If you are new to machine learning, we suggest you read our articles about machine learning and supervised learning. If you know about them both, you can quickly understand unsupervised learning as well.

## What is Unsupervised Learning?

In unsupervised learning methods, data is fed to the system. The machine classifies, sorts, groups and finds patterns on its own without any human intervention. This is unlike supervised learning, where we label or classify the inputs. Thus, unsupervised methods can solve complex problems and can group the data based on similarities or differences on their own. There is no prior training involved.

For example:

A child sees many people around. How does the child differentiate between other children, adults, and the elderly? You wouldn’t point to each person and label them. Rather, the child will observe and find similar characteristics, for example, hair, body built, height, voice and other features to categorize people into different age groups.

Compared to supervised learning, unsupervised learning is more difficult. Since we have nothing to compare or label, we need experts to find out whether the insights are useful or not. Further, the algorithm may pick some categories that may confuse the algorithm and produce irrelevant results.

Let us take a simple example:

Suppose you feed data containing bats and balls. Unsupervised learning can sort bats and balls based on the characteristics of each, however, it might add more categories like color.

Now the question is, will it sort on the basis of color or on the basis of the object type? This makes unsupervised learning a little more unpredictable compared to other machine learning methods. Despite this, unsupervised learning is considered useful and important because:

- It can find many classes and patterns in data that may not be possible otherwise.
- Labeled data needs human intervention, but unlabeled data doesn’t, so this method is more suitable for real-time data.
- Labeling huge datasets also involves a lot of time and cost, so only a few samples can be labeled manually.

### Types of Unsupervised Learning

There are many types of unsupervised learning, which come under 3 broad categories:

**1. Clustering** – Clustering involves sorting the data into various groups (called clusters) based on their similarities. Each cluster has similar items and differs from other clusters. Also, the features for distinction can be anything like color, shape, and size.
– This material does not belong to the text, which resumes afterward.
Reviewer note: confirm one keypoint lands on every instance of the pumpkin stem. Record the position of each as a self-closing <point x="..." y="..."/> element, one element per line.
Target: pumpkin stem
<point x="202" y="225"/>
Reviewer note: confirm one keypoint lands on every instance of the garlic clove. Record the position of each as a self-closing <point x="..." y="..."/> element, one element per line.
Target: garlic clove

**2. Hard clustering** – In this type, every data point either belongs to one cluster completely or not. The above example of colors is hard clustering.

**3. Soft clustering (Fuzzy clustering)** – Here, instead of putting the data points strictly into a cluster, the likelihood of the data point belonging to a particular cluster is assigned. So, each data point will have a probability (less or more) to be assigned to any of the clusters.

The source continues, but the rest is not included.